Of course, the Yalarians rescued the two Fronolians, but it was then that
their troubles began.
Chrístõ listened carefully and began to understand what
had happened.
“They’re all dead!” He turned to see Riley standing
at the door. He was holding the pistol in one hand and the palm computer
in the other. “They’re all dead… except us.”
“Riley….” Chrístõ barely had time to react
before his friend fired the gun. He felt pain explode through his body
and looked up through a red haze to see Riley turn the gun on himself
before black oblivion shut down his mind.
He was surprised when he regained consciousness lying on the floor of
his TARDIS console room. Riley was sitting beside him, crying softly,
the Yalarian pistol still in his hand.
“Let me see that gun,” he said. Riley handed it over wordlessly.
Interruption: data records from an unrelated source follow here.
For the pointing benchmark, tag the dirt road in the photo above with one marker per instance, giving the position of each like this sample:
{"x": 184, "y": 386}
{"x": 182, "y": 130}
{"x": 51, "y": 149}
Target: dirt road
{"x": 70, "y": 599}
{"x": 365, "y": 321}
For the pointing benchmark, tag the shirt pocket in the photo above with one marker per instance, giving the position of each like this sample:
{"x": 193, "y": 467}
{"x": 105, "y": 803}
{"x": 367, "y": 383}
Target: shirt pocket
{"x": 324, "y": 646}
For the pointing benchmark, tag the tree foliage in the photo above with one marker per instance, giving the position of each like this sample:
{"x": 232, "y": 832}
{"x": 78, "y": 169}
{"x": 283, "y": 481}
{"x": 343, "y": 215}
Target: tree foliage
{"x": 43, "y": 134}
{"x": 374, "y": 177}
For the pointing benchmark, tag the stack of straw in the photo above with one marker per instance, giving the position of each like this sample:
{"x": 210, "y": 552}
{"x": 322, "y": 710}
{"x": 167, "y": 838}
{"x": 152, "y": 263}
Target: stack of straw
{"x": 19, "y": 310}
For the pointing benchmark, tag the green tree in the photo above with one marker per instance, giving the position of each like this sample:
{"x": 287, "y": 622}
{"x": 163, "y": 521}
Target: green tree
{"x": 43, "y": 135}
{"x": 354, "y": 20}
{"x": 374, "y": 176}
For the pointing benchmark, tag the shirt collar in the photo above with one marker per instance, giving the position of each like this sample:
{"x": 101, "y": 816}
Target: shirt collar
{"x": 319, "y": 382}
Chrístõ examined it quickly and then set it down at arm’s
length.
“Nobody ever told you, I suppose, that space age guns come with
different settings, only one of which is fatal. Security Officer Guillory
Shandilla had his set to the second level of non-lethal charge. He preferred
to shoot first and be able to ask questions later. You had your phase
on stun, as it were.”
Riley was still crying. Even if he hadn’t been, he would have missed
the cultural reference. He did slowly come to understand why they had
both survived, though.
“I felt... I felt that we both had to die… because we were
infected by a terrible disease that couldn’t be allowed to spread
to other species. I… killed you… at least… I thought
I did. I shot myself, too. Then I woke up… I thought I was in Heaven
at first. Then I remembered everything. I didn’t know why we were
alive, but I knew we had to get off that ship. I brought you back to the
TARDIS.”
“Yes.” Chrístõ sighed, deeply. “I found
out why, just before you shot me. It is the Fronolians. They have developed
a telepathic defence mechanism to combat piracy. If they are attacked
they can make their enemies so very scared they actually start killing
each other. The whole thing went wrong, though. Somebody on board the
pirate ship launched a missile against the Fronolian ship before self-destructing
their own ship. The only survivors from both craft were the two the Yalarians
picked up in the escape capsule. They were injured and unconscious, and
were still transmitting the fear factor. The Yalarians paid for their
good deed with their lives. We would have suffered the same fate if you
had ever seen Star Trek.”
“Seen what?”
“Never mind. It’s over. We survived. I’m sorry we couldn’t
save anyone else. I’ll have to send a report to the Yalarian authorities,
and one for the Fronolians, too. They really need to know how devastating
their telepathic defence mechanism is. After that… We need some
r&r. Where was Colm going to be working next?”
He was still shaken by everything that had happened, but slowly Riley
started to realise that he had survived and that the future was full of
warm, hopeful prospects. With that realisation his smile widened.